Filippo Marenco

Personal information
- Date of birth: 9 April 2003 (age 23)
- Place of birth: Bologna, Italy
- Height: 1.87 m (6 ft 2 in)
- Position: Centre-back

Team information
- Current team: Latina
- Number: 13

Youth career
- 0000–2020: Bologna
- 2020–2021: Fiorentina

Senior career*
- Years: Team / Apps / (Gls)
- 2021–2022: → Viterbese (loan) / 13 / (0)
- 2022–2023: Viterbese / 13 / (0)
- 2023–2024: Ancona / 21 / (0)
- 2024–: Latina / 56 / (1)

= Filippo Marenco =

Italian footballer (born 2003)

Filippo Marenco (born 9 April 2003) is an Italian professional footballer who plays as a centre-back for club Latina.

== Club career ==
Born in Bologna, Marenco came through his home-town club's youth ranks, before joining Fiorentina's academy in October 2020.

After one season with Fiorentina's under-18 team, on 13 July 2021 he joined Serie C side Viterbese on a season-long loan. He made his professional debut for the club on 15 September 2021, coming on as a substitute for Domenico Alberico in a 3–1 home cup win over Turris. He then made his Serie C debut only four days later, starting in a game against Cesena.

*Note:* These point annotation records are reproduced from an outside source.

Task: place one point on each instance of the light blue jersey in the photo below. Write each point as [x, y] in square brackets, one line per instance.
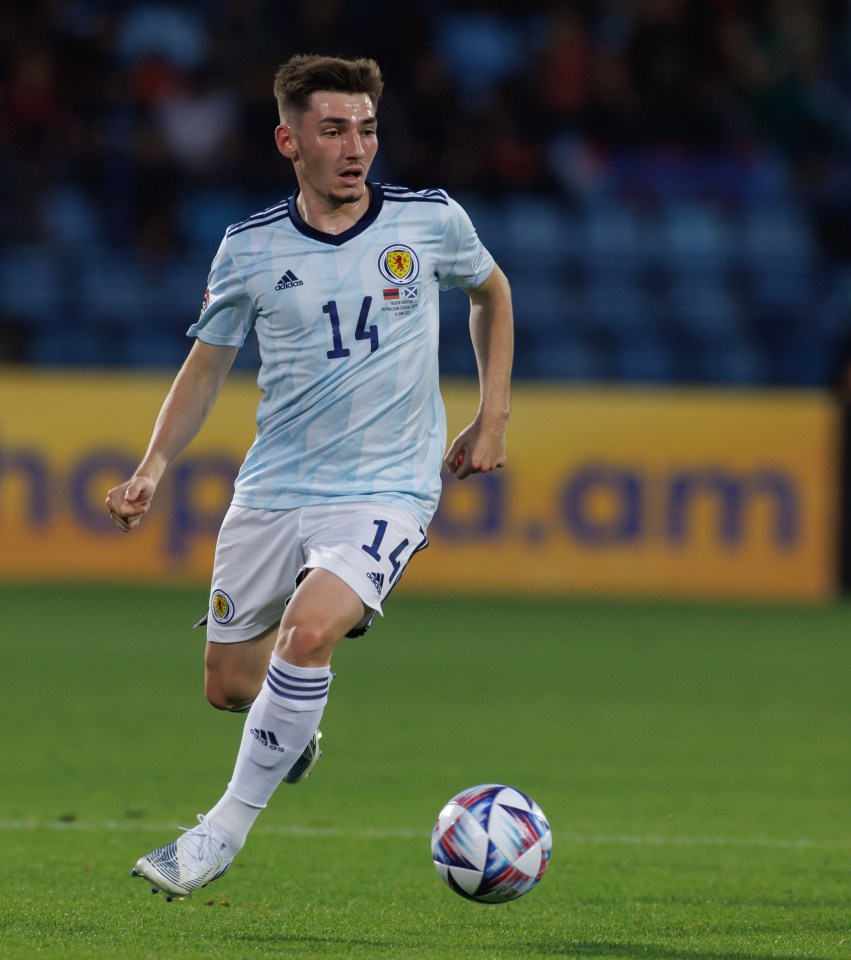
[348, 332]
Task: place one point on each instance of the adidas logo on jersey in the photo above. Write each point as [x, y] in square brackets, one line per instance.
[289, 279]
[377, 581]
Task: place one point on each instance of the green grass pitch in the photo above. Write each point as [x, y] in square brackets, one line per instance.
[693, 761]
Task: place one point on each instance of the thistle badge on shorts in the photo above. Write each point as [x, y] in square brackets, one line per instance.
[399, 264]
[221, 607]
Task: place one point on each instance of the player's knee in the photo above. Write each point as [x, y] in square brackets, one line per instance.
[224, 694]
[305, 644]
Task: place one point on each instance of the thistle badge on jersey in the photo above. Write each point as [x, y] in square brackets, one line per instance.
[221, 607]
[399, 264]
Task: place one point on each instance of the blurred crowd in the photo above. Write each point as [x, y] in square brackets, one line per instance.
[111, 112]
[124, 124]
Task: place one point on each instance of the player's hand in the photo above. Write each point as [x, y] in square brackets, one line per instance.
[130, 501]
[477, 449]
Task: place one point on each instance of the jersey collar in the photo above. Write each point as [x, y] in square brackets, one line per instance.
[337, 239]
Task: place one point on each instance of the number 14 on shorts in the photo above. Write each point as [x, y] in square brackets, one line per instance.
[373, 549]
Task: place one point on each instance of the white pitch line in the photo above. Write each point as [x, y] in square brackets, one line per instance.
[602, 839]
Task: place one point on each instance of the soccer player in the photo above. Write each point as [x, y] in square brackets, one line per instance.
[341, 283]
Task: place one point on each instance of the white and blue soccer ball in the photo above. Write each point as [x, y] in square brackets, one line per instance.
[491, 843]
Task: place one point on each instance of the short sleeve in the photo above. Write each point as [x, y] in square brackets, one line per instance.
[227, 313]
[464, 261]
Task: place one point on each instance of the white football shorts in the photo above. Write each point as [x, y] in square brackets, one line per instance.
[261, 556]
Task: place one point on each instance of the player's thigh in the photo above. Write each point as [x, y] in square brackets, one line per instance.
[355, 554]
[258, 558]
[322, 611]
[234, 672]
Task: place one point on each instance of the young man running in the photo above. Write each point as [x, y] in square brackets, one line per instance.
[341, 283]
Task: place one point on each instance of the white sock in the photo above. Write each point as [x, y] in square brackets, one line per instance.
[278, 727]
[234, 817]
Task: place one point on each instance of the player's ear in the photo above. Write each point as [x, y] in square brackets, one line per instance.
[285, 140]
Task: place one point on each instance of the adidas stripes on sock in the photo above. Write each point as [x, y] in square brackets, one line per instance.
[278, 727]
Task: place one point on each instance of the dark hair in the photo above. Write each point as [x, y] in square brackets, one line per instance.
[305, 74]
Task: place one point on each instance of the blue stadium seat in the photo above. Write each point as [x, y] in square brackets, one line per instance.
[540, 235]
[618, 305]
[643, 358]
[696, 238]
[113, 288]
[34, 285]
[611, 239]
[777, 235]
[705, 310]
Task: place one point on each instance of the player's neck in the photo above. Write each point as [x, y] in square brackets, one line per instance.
[330, 217]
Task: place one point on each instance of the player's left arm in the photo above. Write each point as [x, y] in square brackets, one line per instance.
[480, 447]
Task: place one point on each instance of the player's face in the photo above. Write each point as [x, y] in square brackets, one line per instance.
[333, 146]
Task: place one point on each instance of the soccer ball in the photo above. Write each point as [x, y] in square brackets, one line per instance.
[491, 843]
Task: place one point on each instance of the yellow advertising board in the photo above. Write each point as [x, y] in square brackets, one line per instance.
[609, 492]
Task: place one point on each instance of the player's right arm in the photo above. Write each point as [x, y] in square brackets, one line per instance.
[182, 415]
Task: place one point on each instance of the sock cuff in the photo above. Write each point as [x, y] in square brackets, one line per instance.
[303, 688]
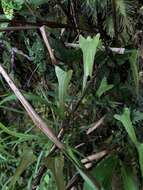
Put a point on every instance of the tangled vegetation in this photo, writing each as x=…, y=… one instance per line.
x=76, y=67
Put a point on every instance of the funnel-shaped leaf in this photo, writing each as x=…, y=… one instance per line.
x=89, y=46
x=63, y=81
x=104, y=87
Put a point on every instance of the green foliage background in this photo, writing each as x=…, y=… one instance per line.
x=99, y=54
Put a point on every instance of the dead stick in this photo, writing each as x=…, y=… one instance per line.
x=31, y=112
x=46, y=41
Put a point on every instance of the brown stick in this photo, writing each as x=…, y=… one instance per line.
x=31, y=112
x=43, y=32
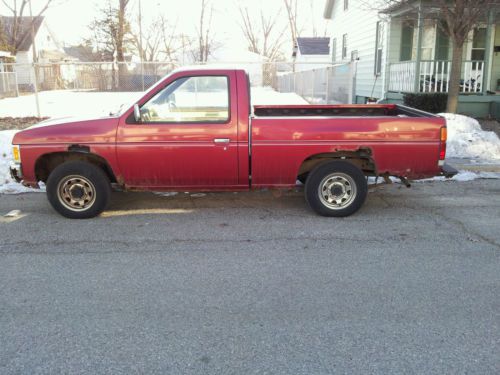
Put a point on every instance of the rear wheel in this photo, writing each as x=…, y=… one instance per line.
x=336, y=188
x=78, y=190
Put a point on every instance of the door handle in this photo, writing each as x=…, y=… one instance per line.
x=222, y=140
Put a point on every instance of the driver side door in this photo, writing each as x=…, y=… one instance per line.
x=187, y=135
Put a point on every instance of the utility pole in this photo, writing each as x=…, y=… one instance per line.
x=35, y=60
x=140, y=45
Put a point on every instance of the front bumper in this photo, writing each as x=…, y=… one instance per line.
x=448, y=171
x=16, y=172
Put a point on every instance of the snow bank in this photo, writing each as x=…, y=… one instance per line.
x=268, y=96
x=62, y=103
x=467, y=140
x=7, y=184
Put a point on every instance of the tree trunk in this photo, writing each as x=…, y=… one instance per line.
x=120, y=54
x=455, y=77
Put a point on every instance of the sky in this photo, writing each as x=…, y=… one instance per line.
x=69, y=19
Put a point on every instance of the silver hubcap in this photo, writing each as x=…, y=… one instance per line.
x=76, y=193
x=337, y=191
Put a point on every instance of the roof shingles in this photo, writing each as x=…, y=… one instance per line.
x=314, y=46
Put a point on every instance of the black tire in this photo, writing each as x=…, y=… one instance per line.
x=343, y=189
x=74, y=178
x=303, y=178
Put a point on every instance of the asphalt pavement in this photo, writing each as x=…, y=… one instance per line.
x=254, y=283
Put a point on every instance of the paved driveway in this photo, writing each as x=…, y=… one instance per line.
x=253, y=283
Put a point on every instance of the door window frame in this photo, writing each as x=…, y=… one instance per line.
x=130, y=120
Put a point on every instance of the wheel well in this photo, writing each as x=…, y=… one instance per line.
x=360, y=158
x=48, y=162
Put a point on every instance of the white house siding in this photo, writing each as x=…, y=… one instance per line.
x=25, y=75
x=359, y=23
x=44, y=40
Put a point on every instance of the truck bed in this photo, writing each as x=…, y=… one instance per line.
x=351, y=110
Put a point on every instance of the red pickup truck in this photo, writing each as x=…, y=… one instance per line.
x=195, y=130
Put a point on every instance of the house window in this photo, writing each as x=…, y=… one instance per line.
x=344, y=46
x=478, y=44
x=378, y=48
x=407, y=41
x=334, y=49
x=442, y=43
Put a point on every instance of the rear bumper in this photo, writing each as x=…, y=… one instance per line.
x=448, y=171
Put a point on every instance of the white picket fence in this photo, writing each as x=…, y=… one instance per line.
x=434, y=76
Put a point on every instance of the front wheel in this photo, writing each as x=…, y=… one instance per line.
x=336, y=188
x=78, y=190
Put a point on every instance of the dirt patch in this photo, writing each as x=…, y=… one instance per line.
x=490, y=125
x=9, y=123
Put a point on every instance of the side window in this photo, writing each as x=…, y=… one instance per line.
x=334, y=49
x=344, y=46
x=190, y=99
x=378, y=48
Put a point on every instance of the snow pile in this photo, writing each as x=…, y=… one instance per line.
x=7, y=184
x=62, y=103
x=268, y=96
x=467, y=140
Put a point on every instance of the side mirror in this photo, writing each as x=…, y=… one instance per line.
x=137, y=113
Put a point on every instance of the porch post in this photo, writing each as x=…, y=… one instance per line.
x=418, y=57
x=487, y=53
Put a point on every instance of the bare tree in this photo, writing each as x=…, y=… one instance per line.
x=16, y=32
x=292, y=13
x=111, y=36
x=123, y=28
x=149, y=47
x=459, y=17
x=263, y=37
x=204, y=30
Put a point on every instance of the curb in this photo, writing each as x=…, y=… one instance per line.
x=468, y=165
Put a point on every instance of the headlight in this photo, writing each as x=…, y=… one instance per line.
x=16, y=154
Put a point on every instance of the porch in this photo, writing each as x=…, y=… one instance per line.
x=431, y=76
x=419, y=53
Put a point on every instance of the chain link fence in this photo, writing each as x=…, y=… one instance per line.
x=53, y=89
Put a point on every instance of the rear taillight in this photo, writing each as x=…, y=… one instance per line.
x=442, y=143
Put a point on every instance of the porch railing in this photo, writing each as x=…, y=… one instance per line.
x=434, y=76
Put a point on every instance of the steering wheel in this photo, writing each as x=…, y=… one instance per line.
x=171, y=105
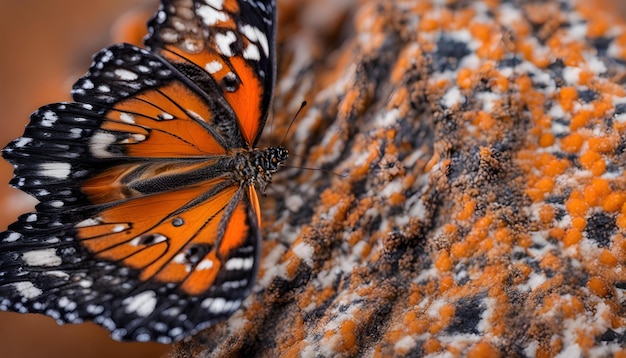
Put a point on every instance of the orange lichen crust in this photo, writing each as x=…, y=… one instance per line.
x=470, y=191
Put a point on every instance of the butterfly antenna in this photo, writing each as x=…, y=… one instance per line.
x=302, y=105
x=318, y=170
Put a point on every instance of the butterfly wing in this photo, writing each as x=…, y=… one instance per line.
x=232, y=41
x=141, y=226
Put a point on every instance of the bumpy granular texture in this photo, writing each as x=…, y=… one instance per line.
x=470, y=194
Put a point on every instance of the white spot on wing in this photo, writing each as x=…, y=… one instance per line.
x=256, y=35
x=45, y=257
x=12, y=237
x=125, y=75
x=238, y=263
x=213, y=67
x=21, y=142
x=218, y=4
x=55, y=170
x=211, y=16
x=252, y=53
x=49, y=118
x=142, y=304
x=27, y=290
x=100, y=143
x=205, y=264
x=89, y=222
x=224, y=41
x=127, y=117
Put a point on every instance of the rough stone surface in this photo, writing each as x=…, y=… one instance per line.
x=469, y=195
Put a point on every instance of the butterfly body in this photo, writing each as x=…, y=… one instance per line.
x=148, y=220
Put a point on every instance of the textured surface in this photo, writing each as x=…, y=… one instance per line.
x=482, y=208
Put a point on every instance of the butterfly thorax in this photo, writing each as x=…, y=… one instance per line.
x=256, y=166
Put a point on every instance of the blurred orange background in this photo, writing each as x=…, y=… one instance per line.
x=46, y=46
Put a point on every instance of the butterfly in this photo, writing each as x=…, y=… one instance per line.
x=148, y=220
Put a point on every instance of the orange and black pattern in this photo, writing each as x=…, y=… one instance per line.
x=148, y=221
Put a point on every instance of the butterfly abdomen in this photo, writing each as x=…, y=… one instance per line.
x=256, y=166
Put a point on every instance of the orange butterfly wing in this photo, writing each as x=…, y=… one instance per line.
x=148, y=223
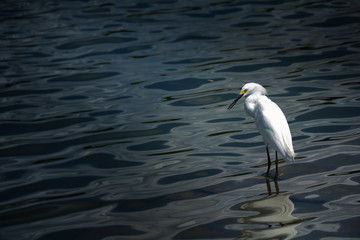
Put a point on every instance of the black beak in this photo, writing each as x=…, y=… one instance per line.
x=235, y=101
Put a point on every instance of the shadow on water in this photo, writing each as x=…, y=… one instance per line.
x=269, y=217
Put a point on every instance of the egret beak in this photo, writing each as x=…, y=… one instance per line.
x=235, y=101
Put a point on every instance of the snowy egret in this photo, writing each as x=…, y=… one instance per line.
x=270, y=121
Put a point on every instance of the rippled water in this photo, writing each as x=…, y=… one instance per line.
x=114, y=121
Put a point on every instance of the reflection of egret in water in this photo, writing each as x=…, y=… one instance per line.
x=273, y=211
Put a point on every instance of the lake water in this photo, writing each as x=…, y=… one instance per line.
x=114, y=121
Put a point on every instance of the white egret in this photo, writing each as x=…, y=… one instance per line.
x=270, y=121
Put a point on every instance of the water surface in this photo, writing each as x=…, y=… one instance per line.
x=114, y=121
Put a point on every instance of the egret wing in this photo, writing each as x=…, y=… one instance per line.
x=272, y=124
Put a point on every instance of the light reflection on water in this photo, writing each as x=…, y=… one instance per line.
x=114, y=121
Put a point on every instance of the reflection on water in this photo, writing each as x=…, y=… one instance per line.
x=113, y=119
x=275, y=212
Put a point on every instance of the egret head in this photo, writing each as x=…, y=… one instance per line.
x=247, y=90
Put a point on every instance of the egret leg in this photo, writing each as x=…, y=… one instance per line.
x=276, y=165
x=269, y=161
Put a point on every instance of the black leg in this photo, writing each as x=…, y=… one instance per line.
x=269, y=161
x=276, y=165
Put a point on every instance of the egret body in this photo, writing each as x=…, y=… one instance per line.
x=270, y=121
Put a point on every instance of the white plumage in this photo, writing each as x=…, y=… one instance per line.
x=270, y=120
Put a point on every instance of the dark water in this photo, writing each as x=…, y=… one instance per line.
x=114, y=121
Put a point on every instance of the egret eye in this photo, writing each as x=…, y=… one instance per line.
x=270, y=121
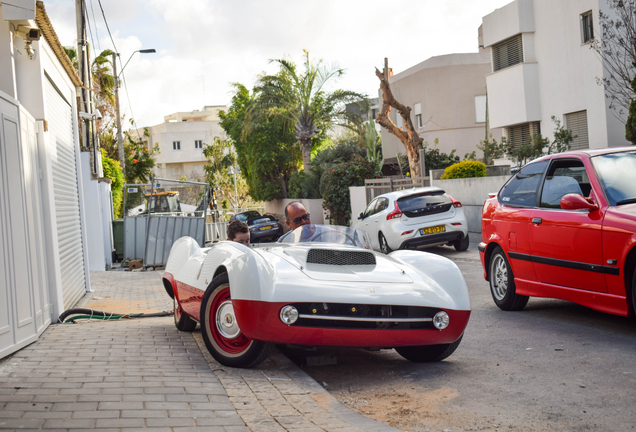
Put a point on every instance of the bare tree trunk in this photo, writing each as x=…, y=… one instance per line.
x=305, y=148
x=411, y=140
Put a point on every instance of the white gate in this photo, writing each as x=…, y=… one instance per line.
x=24, y=304
x=66, y=196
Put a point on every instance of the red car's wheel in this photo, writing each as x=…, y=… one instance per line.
x=181, y=320
x=502, y=283
x=221, y=332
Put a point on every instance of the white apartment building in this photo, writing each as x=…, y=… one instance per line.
x=447, y=96
x=543, y=66
x=51, y=226
x=181, y=138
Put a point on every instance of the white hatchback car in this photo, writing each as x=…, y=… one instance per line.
x=415, y=217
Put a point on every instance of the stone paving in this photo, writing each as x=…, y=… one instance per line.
x=143, y=374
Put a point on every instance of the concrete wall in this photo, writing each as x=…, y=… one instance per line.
x=358, y=202
x=188, y=161
x=446, y=87
x=566, y=69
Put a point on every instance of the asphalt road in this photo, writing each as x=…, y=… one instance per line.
x=555, y=366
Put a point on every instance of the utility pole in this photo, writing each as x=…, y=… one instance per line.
x=120, y=140
x=87, y=117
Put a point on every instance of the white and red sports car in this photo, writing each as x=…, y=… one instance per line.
x=320, y=286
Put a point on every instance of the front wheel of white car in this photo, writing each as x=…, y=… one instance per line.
x=384, y=246
x=181, y=321
x=429, y=353
x=221, y=332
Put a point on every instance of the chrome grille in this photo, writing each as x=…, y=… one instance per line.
x=335, y=257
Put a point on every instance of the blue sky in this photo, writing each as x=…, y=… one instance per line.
x=205, y=45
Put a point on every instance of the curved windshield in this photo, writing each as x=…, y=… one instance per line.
x=328, y=234
x=617, y=174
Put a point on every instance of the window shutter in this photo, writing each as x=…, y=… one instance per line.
x=520, y=135
x=577, y=123
x=507, y=53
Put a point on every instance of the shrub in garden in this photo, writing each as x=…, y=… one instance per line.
x=465, y=169
x=335, y=185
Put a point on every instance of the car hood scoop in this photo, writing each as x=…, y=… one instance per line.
x=345, y=265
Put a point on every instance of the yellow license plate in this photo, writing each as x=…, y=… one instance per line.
x=433, y=230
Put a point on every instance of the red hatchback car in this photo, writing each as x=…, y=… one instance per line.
x=565, y=227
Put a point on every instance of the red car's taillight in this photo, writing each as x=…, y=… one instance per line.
x=395, y=214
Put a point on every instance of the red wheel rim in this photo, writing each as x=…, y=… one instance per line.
x=230, y=346
x=177, y=311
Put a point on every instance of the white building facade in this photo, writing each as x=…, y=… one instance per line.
x=543, y=66
x=447, y=97
x=43, y=232
x=181, y=138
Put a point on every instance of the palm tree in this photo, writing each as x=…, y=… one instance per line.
x=300, y=98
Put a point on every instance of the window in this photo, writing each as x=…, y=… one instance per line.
x=370, y=210
x=577, y=123
x=520, y=134
x=521, y=190
x=382, y=204
x=480, y=109
x=587, y=27
x=564, y=177
x=507, y=53
x=418, y=115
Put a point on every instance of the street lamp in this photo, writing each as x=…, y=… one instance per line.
x=232, y=170
x=120, y=139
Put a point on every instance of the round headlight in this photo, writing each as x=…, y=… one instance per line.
x=288, y=314
x=441, y=320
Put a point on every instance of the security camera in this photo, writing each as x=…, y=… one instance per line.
x=28, y=33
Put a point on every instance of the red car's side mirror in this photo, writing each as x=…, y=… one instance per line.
x=577, y=202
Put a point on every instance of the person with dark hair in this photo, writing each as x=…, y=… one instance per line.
x=239, y=232
x=296, y=215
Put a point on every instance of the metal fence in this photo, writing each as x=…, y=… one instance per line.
x=157, y=214
x=375, y=187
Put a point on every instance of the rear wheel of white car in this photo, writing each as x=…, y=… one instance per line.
x=428, y=353
x=502, y=283
x=221, y=332
x=181, y=320
x=384, y=246
x=462, y=245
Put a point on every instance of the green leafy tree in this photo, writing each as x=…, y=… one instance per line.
x=221, y=158
x=374, y=145
x=139, y=160
x=335, y=183
x=301, y=100
x=630, y=125
x=103, y=82
x=267, y=156
x=307, y=184
x=112, y=170
x=617, y=49
x=465, y=169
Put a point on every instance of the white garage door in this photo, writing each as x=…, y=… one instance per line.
x=67, y=212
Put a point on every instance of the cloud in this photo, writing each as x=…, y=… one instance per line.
x=205, y=45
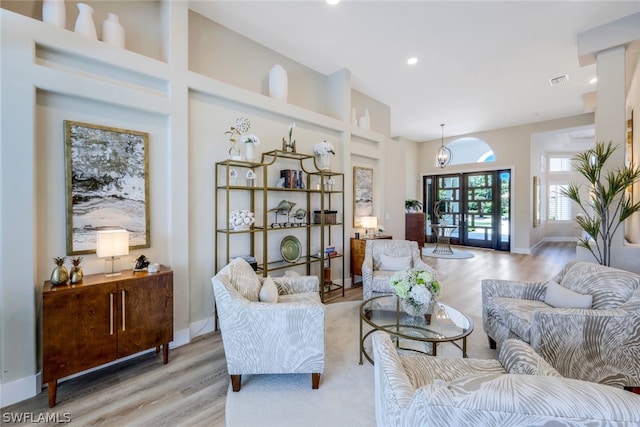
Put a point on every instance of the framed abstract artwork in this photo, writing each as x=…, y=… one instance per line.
x=362, y=194
x=107, y=184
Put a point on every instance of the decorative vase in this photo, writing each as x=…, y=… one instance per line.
x=112, y=31
x=278, y=85
x=84, y=23
x=248, y=151
x=415, y=308
x=322, y=161
x=54, y=12
x=234, y=152
x=59, y=275
x=76, y=274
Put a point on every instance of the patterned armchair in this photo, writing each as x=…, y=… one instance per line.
x=420, y=390
x=282, y=336
x=599, y=342
x=382, y=258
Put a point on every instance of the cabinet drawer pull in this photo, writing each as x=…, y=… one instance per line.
x=123, y=311
x=110, y=314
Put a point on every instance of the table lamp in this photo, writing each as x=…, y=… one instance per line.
x=112, y=244
x=367, y=223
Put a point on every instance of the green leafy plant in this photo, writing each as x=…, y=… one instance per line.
x=412, y=205
x=608, y=204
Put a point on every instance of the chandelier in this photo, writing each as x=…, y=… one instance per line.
x=444, y=155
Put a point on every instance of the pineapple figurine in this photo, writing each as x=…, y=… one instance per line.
x=76, y=273
x=59, y=275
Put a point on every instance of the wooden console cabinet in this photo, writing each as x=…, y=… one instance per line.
x=102, y=319
x=357, y=257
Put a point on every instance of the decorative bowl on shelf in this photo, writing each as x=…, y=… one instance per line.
x=241, y=219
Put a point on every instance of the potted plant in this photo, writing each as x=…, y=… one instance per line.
x=608, y=203
x=412, y=205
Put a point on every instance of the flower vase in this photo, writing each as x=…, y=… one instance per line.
x=84, y=23
x=112, y=31
x=322, y=161
x=248, y=152
x=413, y=307
x=278, y=84
x=234, y=152
x=54, y=12
x=59, y=275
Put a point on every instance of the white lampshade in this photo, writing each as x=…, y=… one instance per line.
x=369, y=222
x=112, y=243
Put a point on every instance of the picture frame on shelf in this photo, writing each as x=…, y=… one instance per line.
x=362, y=194
x=107, y=184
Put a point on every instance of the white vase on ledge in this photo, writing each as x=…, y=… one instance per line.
x=54, y=13
x=84, y=23
x=278, y=84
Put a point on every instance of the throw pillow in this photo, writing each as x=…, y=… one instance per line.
x=243, y=278
x=561, y=297
x=269, y=291
x=392, y=263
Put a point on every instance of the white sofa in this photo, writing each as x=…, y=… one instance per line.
x=585, y=321
x=520, y=389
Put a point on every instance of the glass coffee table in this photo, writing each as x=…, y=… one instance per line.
x=413, y=333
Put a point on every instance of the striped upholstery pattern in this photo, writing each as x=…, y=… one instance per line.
x=600, y=344
x=489, y=396
x=376, y=281
x=266, y=338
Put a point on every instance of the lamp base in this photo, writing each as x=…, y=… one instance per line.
x=112, y=267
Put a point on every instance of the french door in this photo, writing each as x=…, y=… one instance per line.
x=478, y=203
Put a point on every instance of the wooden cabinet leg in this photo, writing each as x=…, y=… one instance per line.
x=235, y=382
x=165, y=353
x=315, y=380
x=53, y=388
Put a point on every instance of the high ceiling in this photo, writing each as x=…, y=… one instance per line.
x=481, y=64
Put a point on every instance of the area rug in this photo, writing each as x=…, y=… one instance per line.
x=457, y=254
x=345, y=397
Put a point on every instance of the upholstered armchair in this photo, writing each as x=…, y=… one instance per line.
x=382, y=258
x=519, y=389
x=269, y=326
x=585, y=321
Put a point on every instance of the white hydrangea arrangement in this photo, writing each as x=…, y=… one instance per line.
x=323, y=147
x=415, y=285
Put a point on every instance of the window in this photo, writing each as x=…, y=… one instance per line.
x=559, y=205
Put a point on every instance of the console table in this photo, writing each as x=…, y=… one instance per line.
x=357, y=257
x=102, y=319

Having become a regular member of Viterbese's first team throughout the 2021–22 campaign, he joined the club on a permanent basis in the summer of 2022.

Marenco kept featuring regularly during the 2022–23 season, although Viterbese eventually got relegated to Serie D, having finished second-to-bottom of their group's league table.

On 4 July 2023, Marenco joined Serie C side Ancona on a free transfer, signing a two-year contract with the club.